# How can the VC-dimension of Turing machine be finite?

The VC-dimension of a hypothesis class $$\mathcal{H}$$ is defined to be the size of the maximal set $$C$$ such that $$\mathcal{H}$$ cannot shutter. This paper shows that the VC-dimension of the set of all Turing Machines with $$n$$ states is $$\Theta(n \log n)$$.
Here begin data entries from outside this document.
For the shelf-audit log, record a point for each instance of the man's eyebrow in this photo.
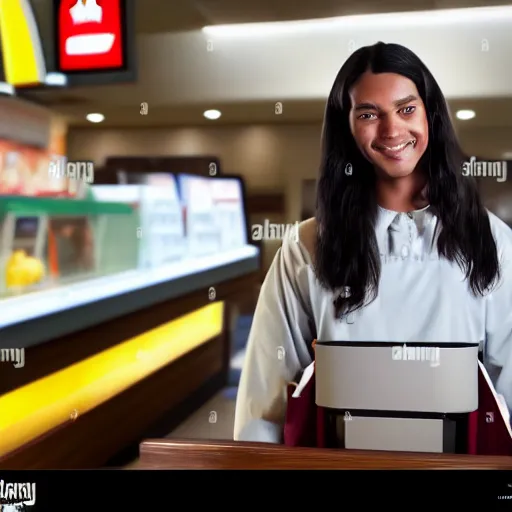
(398, 103)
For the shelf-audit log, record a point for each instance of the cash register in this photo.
(412, 397)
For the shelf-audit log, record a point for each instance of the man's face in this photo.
(389, 123)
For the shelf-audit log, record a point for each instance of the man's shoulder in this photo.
(502, 234)
(308, 235)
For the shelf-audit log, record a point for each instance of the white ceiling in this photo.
(247, 73)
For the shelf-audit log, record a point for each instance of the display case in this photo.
(149, 316)
(47, 242)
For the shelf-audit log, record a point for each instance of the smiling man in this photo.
(404, 232)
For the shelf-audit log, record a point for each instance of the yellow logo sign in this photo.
(22, 52)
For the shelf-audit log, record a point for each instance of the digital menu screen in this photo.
(214, 214)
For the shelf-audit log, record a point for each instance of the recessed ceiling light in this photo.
(212, 114)
(95, 118)
(464, 115)
(56, 79)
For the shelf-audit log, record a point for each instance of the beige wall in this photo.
(271, 158)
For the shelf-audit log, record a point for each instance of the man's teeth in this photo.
(399, 147)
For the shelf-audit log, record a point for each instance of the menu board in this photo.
(214, 213)
(203, 233)
(229, 212)
(163, 230)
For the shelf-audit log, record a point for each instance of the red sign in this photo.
(90, 34)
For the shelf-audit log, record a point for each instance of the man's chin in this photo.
(395, 172)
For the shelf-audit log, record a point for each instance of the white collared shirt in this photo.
(421, 298)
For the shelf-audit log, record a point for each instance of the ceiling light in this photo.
(464, 115)
(212, 114)
(95, 118)
(418, 18)
(56, 79)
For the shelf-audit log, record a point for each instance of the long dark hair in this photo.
(347, 254)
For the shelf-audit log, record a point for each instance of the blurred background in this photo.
(130, 291)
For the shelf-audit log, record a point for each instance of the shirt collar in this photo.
(385, 218)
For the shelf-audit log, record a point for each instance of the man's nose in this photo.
(389, 127)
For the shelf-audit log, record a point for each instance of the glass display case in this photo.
(45, 243)
(133, 244)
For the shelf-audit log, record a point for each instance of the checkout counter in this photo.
(114, 314)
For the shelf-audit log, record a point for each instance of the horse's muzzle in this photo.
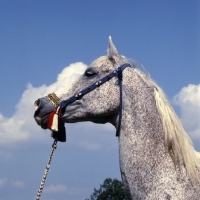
(43, 108)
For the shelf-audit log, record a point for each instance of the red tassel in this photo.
(50, 121)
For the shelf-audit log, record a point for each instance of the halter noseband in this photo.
(63, 104)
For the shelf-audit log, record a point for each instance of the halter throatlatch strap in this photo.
(120, 76)
(116, 73)
(54, 145)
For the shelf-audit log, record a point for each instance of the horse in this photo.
(157, 157)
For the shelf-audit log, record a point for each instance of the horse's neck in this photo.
(142, 131)
(141, 139)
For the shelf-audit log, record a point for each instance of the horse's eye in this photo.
(90, 72)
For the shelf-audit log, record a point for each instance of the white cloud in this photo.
(65, 190)
(188, 99)
(55, 189)
(5, 156)
(17, 184)
(5, 182)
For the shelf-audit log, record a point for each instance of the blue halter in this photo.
(117, 72)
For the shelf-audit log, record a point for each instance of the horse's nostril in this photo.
(36, 104)
(38, 120)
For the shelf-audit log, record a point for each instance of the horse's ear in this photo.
(112, 51)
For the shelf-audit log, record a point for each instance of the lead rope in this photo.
(54, 145)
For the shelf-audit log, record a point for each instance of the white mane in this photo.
(177, 140)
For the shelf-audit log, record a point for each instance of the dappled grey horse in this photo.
(157, 158)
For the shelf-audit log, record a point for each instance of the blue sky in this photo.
(38, 39)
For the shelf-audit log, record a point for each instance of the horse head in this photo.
(99, 106)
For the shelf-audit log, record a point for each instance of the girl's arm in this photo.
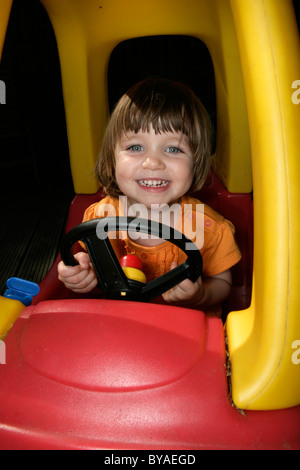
(201, 294)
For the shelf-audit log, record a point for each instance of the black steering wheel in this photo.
(111, 277)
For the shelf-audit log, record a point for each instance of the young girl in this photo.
(156, 152)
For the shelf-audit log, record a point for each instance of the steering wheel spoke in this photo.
(111, 277)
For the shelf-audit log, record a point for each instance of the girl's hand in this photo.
(81, 278)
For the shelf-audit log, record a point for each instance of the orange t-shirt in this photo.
(211, 233)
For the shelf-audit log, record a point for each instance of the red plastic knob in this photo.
(131, 261)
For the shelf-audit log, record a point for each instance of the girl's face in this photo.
(153, 168)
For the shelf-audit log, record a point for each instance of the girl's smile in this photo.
(154, 168)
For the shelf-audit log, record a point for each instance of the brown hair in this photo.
(167, 106)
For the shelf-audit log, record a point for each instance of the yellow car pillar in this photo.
(262, 339)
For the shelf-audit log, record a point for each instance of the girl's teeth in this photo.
(154, 183)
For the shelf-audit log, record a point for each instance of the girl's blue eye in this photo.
(136, 148)
(173, 150)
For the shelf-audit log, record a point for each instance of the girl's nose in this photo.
(153, 162)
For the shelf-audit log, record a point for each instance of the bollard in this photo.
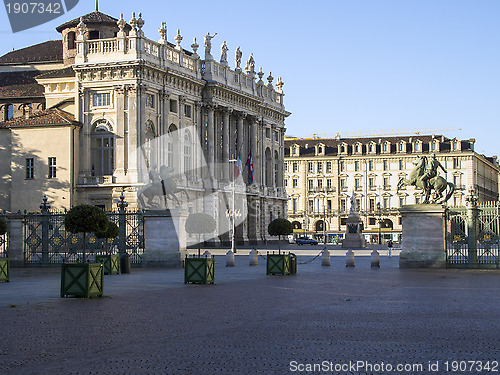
(349, 259)
(230, 259)
(325, 260)
(375, 257)
(254, 258)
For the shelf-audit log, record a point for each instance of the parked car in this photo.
(306, 241)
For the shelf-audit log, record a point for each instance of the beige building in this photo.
(321, 175)
(101, 111)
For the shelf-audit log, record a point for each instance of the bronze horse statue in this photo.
(437, 183)
(161, 185)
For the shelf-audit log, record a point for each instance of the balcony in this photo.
(96, 180)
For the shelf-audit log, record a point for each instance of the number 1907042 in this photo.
(33, 8)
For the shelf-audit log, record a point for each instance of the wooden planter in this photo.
(278, 264)
(199, 270)
(111, 263)
(4, 269)
(82, 279)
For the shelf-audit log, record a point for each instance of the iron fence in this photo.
(47, 242)
(472, 235)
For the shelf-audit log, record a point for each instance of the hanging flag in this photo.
(249, 164)
(238, 166)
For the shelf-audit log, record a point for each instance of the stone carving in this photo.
(425, 176)
(208, 43)
(223, 53)
(250, 67)
(237, 58)
(161, 184)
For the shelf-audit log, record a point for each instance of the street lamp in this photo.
(379, 211)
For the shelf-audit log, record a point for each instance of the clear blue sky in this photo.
(348, 66)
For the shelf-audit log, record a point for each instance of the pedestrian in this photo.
(389, 248)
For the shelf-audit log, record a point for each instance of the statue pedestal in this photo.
(423, 243)
(164, 238)
(354, 238)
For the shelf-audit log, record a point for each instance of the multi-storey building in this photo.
(322, 174)
(91, 116)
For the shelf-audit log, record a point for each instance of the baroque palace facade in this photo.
(89, 117)
(321, 176)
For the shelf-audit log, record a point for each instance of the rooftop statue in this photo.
(425, 176)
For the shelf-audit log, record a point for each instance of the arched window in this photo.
(9, 113)
(269, 168)
(71, 40)
(103, 145)
(187, 153)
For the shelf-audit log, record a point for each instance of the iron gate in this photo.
(472, 234)
(46, 240)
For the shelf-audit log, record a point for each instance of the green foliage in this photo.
(111, 231)
(3, 227)
(280, 227)
(200, 223)
(85, 218)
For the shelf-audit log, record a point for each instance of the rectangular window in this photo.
(30, 168)
(173, 105)
(150, 100)
(371, 183)
(52, 168)
(102, 99)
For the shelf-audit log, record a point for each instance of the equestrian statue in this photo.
(161, 184)
(425, 176)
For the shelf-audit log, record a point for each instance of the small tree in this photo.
(280, 227)
(200, 223)
(111, 232)
(84, 219)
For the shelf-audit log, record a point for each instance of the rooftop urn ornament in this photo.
(195, 47)
(121, 23)
(250, 67)
(82, 28)
(178, 39)
(270, 80)
(237, 58)
(223, 53)
(208, 43)
(163, 32)
(140, 24)
(260, 74)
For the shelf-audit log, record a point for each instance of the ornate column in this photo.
(120, 132)
(225, 144)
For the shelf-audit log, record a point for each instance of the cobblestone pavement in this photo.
(149, 322)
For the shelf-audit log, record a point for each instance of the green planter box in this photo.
(199, 270)
(111, 263)
(4, 269)
(278, 264)
(82, 279)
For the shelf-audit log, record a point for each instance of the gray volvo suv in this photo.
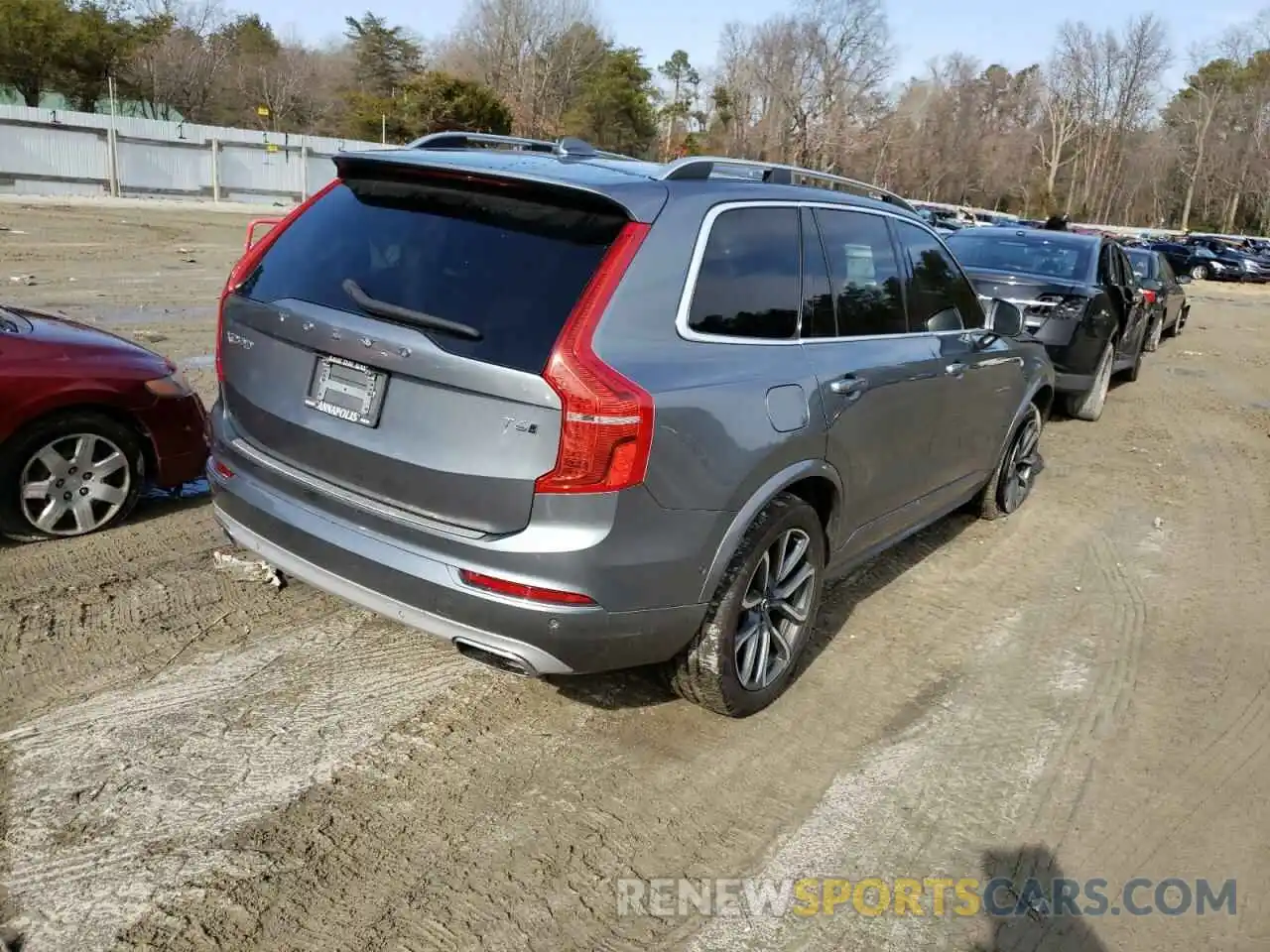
(574, 412)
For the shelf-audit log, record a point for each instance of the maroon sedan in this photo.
(86, 417)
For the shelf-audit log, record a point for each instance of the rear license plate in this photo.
(348, 390)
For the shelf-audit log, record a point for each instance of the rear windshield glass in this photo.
(512, 267)
(1069, 261)
(1143, 262)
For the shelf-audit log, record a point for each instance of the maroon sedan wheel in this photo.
(70, 475)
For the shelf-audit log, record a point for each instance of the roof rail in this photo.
(702, 167)
(567, 146)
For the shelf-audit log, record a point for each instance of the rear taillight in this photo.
(606, 420)
(252, 258)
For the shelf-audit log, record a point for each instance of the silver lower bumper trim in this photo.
(535, 660)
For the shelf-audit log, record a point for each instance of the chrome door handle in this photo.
(846, 386)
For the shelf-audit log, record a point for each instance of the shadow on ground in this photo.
(1026, 914)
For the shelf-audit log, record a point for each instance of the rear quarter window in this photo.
(511, 264)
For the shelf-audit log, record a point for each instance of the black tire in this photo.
(706, 671)
(1089, 404)
(1179, 324)
(1000, 498)
(16, 454)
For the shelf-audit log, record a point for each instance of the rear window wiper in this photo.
(407, 315)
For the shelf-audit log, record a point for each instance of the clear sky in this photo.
(1011, 32)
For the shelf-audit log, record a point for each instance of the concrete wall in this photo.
(55, 153)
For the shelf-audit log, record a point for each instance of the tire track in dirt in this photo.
(122, 620)
(1237, 562)
(527, 803)
(121, 798)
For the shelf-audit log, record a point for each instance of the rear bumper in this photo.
(414, 587)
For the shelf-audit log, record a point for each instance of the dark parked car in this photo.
(1199, 263)
(1246, 267)
(576, 413)
(85, 420)
(1079, 296)
(1164, 291)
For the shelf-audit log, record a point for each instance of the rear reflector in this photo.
(606, 421)
(530, 593)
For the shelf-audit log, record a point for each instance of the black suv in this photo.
(1079, 295)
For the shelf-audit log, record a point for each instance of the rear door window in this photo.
(511, 266)
(866, 276)
(748, 285)
(940, 298)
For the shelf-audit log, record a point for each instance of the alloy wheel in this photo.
(1023, 465)
(73, 485)
(775, 610)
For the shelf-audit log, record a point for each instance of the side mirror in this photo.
(1005, 318)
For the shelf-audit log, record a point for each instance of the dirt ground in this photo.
(194, 762)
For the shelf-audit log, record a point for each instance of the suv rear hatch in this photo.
(391, 338)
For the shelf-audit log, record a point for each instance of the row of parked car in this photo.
(574, 412)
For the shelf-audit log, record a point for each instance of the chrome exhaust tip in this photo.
(502, 660)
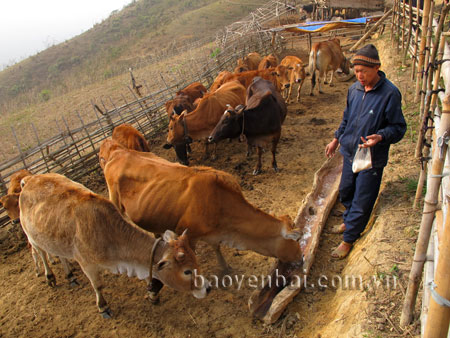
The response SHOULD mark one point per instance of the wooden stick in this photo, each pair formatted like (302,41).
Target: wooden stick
(438,320)
(423,40)
(431,201)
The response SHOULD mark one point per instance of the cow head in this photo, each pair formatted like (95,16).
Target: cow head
(229,125)
(289,248)
(178,268)
(11,204)
(107,147)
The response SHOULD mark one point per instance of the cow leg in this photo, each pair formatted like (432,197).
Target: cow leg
(34,254)
(258,167)
(225,268)
(321,75)
(331,79)
(300,85)
(93,275)
(274,150)
(49,276)
(69,273)
(153,288)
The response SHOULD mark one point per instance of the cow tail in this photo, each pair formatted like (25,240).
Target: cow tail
(312,69)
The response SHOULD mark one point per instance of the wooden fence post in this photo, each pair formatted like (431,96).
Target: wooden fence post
(439,315)
(423,40)
(429,209)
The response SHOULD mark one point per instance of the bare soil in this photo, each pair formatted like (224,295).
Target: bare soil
(28,307)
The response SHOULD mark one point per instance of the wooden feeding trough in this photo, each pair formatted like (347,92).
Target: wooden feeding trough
(268,303)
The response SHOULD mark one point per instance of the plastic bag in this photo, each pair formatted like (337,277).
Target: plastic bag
(362,160)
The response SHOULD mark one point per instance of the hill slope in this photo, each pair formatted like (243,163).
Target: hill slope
(141,29)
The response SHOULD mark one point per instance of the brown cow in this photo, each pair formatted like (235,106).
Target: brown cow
(130,137)
(259,120)
(272,74)
(268,62)
(249,62)
(326,56)
(66,219)
(295,74)
(185,99)
(198,124)
(219,80)
(159,195)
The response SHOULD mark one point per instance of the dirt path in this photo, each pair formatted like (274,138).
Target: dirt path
(28,307)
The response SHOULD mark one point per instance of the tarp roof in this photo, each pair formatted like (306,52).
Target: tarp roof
(324,26)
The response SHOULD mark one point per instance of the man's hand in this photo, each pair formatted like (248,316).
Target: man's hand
(371,140)
(331,147)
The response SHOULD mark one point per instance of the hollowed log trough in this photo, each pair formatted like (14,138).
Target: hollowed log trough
(269,303)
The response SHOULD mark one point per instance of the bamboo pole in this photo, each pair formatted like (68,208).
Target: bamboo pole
(437,324)
(430,206)
(374,27)
(423,40)
(405,52)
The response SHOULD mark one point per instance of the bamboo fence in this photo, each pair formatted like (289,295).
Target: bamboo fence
(421,34)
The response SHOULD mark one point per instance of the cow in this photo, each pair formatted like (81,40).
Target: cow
(66,219)
(326,56)
(185,98)
(158,195)
(295,74)
(219,80)
(268,61)
(198,124)
(130,137)
(272,74)
(259,120)
(249,62)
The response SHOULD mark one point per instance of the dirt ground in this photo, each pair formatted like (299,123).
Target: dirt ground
(28,307)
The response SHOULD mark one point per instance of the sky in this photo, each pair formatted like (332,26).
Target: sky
(29,26)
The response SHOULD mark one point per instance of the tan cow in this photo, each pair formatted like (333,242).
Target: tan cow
(295,73)
(66,219)
(219,80)
(130,137)
(159,195)
(326,56)
(249,62)
(198,124)
(268,61)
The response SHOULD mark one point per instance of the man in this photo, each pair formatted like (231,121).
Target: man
(372,119)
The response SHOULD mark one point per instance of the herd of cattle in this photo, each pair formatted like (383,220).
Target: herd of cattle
(150,194)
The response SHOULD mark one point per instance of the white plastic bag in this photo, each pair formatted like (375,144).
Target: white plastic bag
(362,160)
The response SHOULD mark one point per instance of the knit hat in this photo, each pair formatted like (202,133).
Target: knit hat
(367,56)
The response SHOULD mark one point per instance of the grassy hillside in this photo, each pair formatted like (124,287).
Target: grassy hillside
(140,30)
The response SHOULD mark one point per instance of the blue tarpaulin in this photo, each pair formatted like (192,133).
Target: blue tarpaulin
(323,26)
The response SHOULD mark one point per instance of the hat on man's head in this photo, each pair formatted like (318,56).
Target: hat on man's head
(367,56)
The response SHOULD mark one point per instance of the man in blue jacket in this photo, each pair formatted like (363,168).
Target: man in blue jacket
(372,119)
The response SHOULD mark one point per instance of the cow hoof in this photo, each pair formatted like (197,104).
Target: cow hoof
(106,313)
(74,283)
(51,280)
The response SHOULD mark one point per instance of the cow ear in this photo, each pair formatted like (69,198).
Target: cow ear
(169,236)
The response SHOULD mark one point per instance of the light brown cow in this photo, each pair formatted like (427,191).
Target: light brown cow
(198,124)
(326,56)
(249,62)
(66,219)
(130,137)
(159,195)
(272,74)
(185,99)
(268,61)
(219,80)
(295,73)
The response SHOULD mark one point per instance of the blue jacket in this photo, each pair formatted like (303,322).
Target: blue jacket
(378,111)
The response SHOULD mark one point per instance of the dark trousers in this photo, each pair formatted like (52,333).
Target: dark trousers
(358,193)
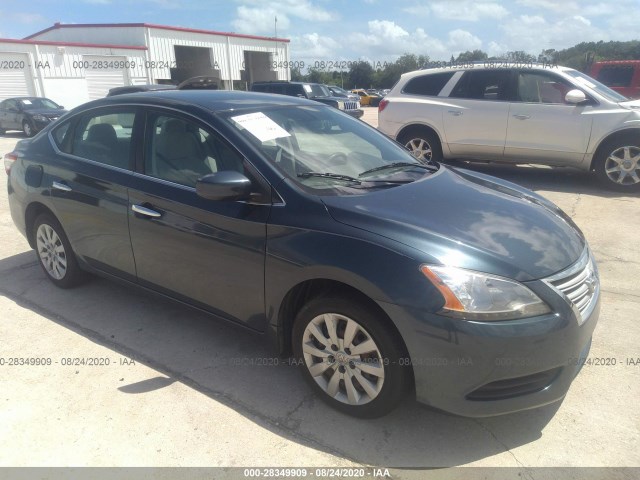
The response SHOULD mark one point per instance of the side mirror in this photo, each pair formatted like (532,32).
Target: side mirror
(575,97)
(228,185)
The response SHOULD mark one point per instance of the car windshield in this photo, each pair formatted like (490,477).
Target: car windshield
(37,103)
(327,151)
(318,91)
(596,86)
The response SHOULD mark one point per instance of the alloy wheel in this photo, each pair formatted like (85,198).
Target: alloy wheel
(623,164)
(343,359)
(51,251)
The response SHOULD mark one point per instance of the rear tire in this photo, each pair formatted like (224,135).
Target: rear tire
(55,254)
(617,166)
(350,356)
(423,144)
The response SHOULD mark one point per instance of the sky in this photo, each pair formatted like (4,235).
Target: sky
(350,30)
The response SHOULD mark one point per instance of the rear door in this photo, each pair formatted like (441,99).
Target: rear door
(208,253)
(542,126)
(475,121)
(88,183)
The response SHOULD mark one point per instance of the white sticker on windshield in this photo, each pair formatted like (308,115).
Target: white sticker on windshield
(586,82)
(261,126)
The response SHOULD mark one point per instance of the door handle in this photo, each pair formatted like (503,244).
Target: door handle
(147,212)
(61,186)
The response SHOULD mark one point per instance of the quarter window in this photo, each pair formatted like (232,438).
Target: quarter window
(430,84)
(490,84)
(105,138)
(182,152)
(536,87)
(60,134)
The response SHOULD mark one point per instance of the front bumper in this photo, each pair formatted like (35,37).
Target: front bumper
(479,369)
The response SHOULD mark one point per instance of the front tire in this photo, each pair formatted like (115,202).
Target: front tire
(350,356)
(423,144)
(55,254)
(618,165)
(28,129)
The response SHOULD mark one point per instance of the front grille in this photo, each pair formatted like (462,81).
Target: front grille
(514,387)
(579,285)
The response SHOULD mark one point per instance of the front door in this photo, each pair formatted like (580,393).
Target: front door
(208,253)
(475,121)
(542,126)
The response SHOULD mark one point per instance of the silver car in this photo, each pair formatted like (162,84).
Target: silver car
(531,113)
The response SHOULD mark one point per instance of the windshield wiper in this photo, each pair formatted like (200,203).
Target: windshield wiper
(431,168)
(335,176)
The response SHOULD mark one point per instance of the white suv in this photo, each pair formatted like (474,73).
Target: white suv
(517,114)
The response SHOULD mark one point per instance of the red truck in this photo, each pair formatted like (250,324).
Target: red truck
(623,76)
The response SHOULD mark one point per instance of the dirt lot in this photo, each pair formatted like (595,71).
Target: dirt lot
(172,396)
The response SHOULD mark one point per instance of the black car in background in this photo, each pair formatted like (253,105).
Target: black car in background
(148,87)
(342,93)
(382,275)
(312,91)
(29,114)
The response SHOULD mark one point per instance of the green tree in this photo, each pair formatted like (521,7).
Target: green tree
(361,75)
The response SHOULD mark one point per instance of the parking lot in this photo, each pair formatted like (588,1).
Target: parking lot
(176,388)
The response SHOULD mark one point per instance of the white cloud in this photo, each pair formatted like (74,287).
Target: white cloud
(386,39)
(256,16)
(555,6)
(533,33)
(312,46)
(28,18)
(467,10)
(461,41)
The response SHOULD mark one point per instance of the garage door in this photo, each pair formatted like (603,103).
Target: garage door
(15,75)
(101,74)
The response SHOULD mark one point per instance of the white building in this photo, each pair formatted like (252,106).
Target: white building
(74,63)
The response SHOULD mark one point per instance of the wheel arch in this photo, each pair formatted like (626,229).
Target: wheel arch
(612,137)
(33,211)
(418,126)
(303,292)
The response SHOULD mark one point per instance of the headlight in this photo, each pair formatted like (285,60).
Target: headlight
(473,295)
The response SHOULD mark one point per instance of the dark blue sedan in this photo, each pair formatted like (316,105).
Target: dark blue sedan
(379,274)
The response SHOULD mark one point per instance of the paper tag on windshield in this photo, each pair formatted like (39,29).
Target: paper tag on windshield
(586,82)
(261,126)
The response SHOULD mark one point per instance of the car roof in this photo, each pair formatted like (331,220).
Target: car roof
(25,98)
(213,100)
(482,66)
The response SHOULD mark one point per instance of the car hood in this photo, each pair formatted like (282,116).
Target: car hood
(337,99)
(631,104)
(47,112)
(469,220)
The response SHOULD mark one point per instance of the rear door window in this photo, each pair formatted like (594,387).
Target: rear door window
(105,137)
(490,84)
(616,75)
(429,85)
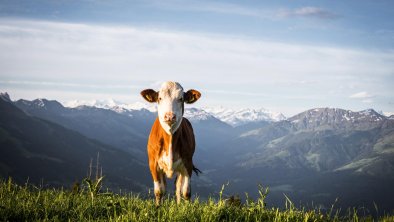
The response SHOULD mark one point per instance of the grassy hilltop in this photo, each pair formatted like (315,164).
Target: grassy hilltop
(86,203)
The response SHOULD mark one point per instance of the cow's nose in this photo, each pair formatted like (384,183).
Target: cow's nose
(170,117)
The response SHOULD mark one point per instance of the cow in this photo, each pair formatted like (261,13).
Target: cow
(171,142)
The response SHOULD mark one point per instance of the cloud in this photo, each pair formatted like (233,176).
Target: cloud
(214,7)
(361,95)
(106,59)
(308,11)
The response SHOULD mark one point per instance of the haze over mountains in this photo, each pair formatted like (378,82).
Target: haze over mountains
(317,155)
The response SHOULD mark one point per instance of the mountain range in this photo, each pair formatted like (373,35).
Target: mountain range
(315,156)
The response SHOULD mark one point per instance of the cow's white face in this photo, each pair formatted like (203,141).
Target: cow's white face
(170,103)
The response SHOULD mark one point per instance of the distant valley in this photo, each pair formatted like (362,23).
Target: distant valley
(315,156)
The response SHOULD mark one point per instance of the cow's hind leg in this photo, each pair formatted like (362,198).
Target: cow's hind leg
(160,188)
(178,190)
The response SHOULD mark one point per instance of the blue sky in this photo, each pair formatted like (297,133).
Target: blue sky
(287,56)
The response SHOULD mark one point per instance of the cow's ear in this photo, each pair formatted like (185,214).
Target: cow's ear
(191,96)
(150,95)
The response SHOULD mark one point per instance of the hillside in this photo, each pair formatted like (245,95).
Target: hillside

However, suppose that we take the set of all such Turing machines, for $$n$$ sufficiently large so that the universal Turing machine is a member of $$\mathcal{H}$$. The result states that there exists a set $$C$$ (wlog, $$C \subset \{0,1\}^*$$) of size, say, $$n^2$$, such that $$\mathcal{H}$$ cannot shatter. To my understanding, it means that there is no member of $$\mathcal{H}$$ which can compute the function $$f(x) = \begin{cases} 1 \text{ if } x \in C(1) \ 0 \text{ else} \end{cases}$$ Where $$C(1)$$ are the points with label “1”.

But $$C$$ is finite hence $$f$$ is clearly computable, thus there is some Turing machine $$M_C$$ which computes it, therefore $$M_C$$ can be simulated by the universal Turing machine, which is in $$\mathcal{H}$$, and this is a contradiction. Where is the problem with this argument?